Home is an interesting word that has so many different connotations, and so much meaning, or lack of meaning depending on the person. Alice Merton has a song called No Roots that makes me think she and I might be kindred spirits. Her chorus that she repeats several times, “I’ve got no roots, but my home was never on the ground” resonates deeply with where I have landed in the whole pondering of home in a hopeful way. I am not sure if Alice is in that space, or not, but I am growing in that space of remembering that my home was never on the ground. The authors of Hebrews and 1 Peter both remind us that this world is not our home. The Message Paraphrase states it well:
“Friends, this world is not your home, so don’t make yourselves cozy in it. Don’t indulge your ego at the expense of your soul. Live an exemplary life among the natives so that your actions will refute their prejudices. Then they’ll be won over to God’s side and be there to join in the celebration when he arrives.” (1 Peter 2:11-12)
I have not always had this growing peace of setting my heart and mind above and feeling settled wherever I am. Growing up I lived in a home that looked very similar to all my friends. There were many moments of fun and blessing. There were the traditional dysfunctions that come with being raised in a home of fallen humans but my home had an invisible guest that in those days was not labeled or known about. We had mental illness in our home. Any day this misunderstood, undiagnosed, unmedicated guest could make an appearance and disrupt life. This was still my home. We all learned how to read the signs, and play our role in making it work. This unsettledness though made me count the days until I was out of my home. I did not think I would ever long for it.
A year after I was married my parents divorced, my growing up home was sold so my grandma’s house became home. It was during this time I started forming what makes home. For me besides all the memories of the place and the love that I received from my grandma, it had to do with being known. It was a place that I was most me and most known during that season. When my grandma died, that sense of going home was gone. There was definite grief in that, but I also had a husband and two kids of my own that needed me to be intentional with creating home. Due to our life situation I was learning how to create home without relying on the actual structure of a place. We moved four times during my kids growing up years.

We have practiced home as a connection to people and traditions, most specifically our nuclear family, but also the church families we have had the privilege to be part of. Because of this we are able to connect quickly with people and places and enjoy the gifts, even as we grieve the loss of moving, but there is still a desire for roots, for a tangible physical place that will always be there to go home to for me, or now specifically for my kids. I see people with a family homestead and there is a sort of ache for that.

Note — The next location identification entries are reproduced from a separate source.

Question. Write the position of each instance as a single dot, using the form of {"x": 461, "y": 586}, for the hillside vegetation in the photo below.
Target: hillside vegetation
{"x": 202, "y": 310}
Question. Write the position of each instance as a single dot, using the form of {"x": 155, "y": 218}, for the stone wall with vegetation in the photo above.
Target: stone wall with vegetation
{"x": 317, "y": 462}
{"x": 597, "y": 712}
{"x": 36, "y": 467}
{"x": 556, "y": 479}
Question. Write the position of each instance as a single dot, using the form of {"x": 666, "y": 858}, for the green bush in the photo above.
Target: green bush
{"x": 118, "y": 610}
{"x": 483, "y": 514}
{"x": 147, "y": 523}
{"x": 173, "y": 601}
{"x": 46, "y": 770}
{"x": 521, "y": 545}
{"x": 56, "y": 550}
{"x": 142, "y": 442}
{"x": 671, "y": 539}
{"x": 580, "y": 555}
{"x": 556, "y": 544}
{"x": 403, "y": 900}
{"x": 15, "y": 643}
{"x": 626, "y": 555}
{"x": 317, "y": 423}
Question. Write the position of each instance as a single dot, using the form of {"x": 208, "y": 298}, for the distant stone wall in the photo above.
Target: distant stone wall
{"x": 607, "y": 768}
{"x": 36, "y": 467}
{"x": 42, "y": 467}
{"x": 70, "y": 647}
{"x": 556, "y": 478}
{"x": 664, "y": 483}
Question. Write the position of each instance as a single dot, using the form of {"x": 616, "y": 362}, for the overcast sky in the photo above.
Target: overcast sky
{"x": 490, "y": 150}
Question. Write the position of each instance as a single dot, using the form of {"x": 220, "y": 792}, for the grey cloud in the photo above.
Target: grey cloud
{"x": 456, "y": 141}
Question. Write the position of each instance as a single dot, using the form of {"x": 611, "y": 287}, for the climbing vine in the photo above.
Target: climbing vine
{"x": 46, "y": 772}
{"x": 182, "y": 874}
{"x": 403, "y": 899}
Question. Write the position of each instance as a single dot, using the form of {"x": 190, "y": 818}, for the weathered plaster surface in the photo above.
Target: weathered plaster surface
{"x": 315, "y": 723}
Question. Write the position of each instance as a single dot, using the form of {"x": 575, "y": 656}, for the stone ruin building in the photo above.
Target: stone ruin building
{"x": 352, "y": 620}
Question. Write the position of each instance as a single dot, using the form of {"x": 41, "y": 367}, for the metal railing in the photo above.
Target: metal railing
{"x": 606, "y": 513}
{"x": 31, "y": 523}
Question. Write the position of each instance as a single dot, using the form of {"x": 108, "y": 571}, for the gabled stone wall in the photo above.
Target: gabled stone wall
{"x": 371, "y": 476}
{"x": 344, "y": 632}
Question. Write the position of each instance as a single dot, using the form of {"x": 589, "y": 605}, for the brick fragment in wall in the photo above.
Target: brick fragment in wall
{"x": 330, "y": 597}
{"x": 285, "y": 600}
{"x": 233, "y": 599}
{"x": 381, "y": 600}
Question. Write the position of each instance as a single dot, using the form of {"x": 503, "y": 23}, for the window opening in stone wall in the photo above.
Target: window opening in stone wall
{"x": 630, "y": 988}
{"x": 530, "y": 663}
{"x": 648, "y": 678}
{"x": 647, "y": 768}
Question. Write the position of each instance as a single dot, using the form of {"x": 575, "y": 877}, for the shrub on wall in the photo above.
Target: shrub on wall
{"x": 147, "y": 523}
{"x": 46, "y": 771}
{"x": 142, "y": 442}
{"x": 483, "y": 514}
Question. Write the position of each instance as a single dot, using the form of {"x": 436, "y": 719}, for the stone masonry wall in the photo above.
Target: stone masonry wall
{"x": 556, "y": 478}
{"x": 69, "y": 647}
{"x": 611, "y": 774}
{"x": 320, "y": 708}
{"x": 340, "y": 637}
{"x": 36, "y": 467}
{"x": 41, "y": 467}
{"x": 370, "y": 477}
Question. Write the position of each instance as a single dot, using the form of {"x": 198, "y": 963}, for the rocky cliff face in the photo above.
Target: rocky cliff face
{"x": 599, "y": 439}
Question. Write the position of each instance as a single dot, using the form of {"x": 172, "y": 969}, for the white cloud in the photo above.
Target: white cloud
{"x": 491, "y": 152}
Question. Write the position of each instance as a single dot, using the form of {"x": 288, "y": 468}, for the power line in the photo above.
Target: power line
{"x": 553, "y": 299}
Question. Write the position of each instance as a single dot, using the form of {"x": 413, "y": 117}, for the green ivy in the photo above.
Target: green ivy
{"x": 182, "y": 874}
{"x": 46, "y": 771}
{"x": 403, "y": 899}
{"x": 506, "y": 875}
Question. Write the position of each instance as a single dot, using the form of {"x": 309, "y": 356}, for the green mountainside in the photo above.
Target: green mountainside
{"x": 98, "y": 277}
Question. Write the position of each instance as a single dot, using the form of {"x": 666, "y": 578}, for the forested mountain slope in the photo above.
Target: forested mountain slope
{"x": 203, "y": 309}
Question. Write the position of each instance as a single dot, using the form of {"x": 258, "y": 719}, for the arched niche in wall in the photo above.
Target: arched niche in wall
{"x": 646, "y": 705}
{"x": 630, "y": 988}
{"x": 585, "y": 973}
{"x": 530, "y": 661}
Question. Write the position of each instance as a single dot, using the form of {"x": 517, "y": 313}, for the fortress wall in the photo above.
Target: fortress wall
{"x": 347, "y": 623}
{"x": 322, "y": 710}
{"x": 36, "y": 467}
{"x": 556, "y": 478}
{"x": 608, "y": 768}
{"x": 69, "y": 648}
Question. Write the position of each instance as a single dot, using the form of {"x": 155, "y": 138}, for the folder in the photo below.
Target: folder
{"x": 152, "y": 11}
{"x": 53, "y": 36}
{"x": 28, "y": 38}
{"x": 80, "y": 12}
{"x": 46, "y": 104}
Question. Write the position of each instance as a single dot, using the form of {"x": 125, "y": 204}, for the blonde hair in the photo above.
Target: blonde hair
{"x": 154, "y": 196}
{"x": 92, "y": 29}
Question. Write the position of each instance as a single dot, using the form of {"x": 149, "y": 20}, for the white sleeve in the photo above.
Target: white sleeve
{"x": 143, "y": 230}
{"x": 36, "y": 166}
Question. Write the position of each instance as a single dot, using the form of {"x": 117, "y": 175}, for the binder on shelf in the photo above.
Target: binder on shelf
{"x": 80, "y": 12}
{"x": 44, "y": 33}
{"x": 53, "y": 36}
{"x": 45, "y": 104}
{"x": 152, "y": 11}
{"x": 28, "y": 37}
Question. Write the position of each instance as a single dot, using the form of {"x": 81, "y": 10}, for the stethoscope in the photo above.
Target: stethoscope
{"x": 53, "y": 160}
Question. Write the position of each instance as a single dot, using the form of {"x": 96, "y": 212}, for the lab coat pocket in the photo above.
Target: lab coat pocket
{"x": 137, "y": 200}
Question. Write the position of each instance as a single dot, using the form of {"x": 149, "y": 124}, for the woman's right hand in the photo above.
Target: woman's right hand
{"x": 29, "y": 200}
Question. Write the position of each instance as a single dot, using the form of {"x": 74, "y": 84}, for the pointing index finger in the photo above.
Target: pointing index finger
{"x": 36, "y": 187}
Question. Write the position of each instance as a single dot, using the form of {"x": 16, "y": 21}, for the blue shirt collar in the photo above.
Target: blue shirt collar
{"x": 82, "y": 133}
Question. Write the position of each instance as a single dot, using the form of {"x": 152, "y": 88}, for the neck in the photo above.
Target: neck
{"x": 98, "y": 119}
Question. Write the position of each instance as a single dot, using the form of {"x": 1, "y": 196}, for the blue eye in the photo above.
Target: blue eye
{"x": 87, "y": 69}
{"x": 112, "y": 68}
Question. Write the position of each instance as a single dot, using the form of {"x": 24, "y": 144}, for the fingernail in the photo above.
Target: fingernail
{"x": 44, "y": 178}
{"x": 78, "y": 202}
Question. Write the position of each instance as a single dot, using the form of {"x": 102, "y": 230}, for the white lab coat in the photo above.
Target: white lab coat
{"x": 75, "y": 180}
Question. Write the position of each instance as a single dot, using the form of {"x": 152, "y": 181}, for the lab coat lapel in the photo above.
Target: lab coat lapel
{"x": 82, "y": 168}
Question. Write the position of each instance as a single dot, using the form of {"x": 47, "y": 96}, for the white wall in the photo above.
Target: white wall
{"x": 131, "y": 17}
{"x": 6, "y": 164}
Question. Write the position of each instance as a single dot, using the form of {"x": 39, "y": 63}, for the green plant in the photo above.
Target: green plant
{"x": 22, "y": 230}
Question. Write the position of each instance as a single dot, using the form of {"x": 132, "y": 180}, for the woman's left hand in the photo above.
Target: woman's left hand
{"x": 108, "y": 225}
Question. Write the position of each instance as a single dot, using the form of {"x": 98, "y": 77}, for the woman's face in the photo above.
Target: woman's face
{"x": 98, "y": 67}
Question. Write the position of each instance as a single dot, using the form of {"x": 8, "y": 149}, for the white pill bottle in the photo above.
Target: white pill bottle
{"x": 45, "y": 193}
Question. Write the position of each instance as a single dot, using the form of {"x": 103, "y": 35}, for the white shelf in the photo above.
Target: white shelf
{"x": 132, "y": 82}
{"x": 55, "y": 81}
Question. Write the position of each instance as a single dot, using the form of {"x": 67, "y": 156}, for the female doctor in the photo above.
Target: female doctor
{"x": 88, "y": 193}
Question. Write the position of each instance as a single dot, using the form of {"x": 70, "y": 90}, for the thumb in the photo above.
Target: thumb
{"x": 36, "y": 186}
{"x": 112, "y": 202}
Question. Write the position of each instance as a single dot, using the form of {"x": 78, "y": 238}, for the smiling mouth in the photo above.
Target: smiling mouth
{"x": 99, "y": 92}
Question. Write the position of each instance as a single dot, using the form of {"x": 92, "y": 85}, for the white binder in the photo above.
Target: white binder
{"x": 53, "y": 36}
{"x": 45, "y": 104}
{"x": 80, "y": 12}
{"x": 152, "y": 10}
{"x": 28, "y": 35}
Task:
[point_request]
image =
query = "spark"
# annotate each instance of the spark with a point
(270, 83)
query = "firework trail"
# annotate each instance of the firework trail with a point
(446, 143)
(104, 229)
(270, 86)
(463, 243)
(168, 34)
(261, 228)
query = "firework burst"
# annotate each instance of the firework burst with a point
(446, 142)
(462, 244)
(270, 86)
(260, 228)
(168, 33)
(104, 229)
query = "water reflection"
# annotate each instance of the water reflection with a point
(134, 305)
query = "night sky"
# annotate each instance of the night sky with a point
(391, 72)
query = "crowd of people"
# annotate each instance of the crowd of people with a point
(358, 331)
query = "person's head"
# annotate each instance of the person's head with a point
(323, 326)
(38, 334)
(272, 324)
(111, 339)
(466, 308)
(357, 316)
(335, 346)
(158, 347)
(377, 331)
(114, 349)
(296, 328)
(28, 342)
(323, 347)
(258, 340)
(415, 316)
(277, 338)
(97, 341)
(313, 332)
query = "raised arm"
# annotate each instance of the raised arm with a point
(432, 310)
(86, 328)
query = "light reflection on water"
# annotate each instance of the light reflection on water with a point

As I have grieved and wrestled with all this over the years, I am reminded that this longing is actually God given, and we are to be longing for our true home, the one that is part of the bigger story. C.S. Lewis in the The Last Battle reminds in his gifted way, “All their life in this world and all their adventures had only been the cover and the title page: now at last they were beginning Chapter One of the Great Story which no one on earth has read: which goes on for ever: in which every chapter is better than the one before.” I am reminded how Jesus left His home and walked among us with no place to lay his head. He came to make the way home possible, and to invite us in following Him there. He has shown us who we really are, our truest selves that have a truer home than even the best home on earth has for us.

To be really known is not to go to a physical home but to set my heart and mind above and abide with Christ. In this process of grief and longing, God has given me two gifts that grow with each move, the gift of being able to make myself at home wherever I find myself, but also the gift of longing for my true home as I press on for the home the Christ has gone on to prepare for me.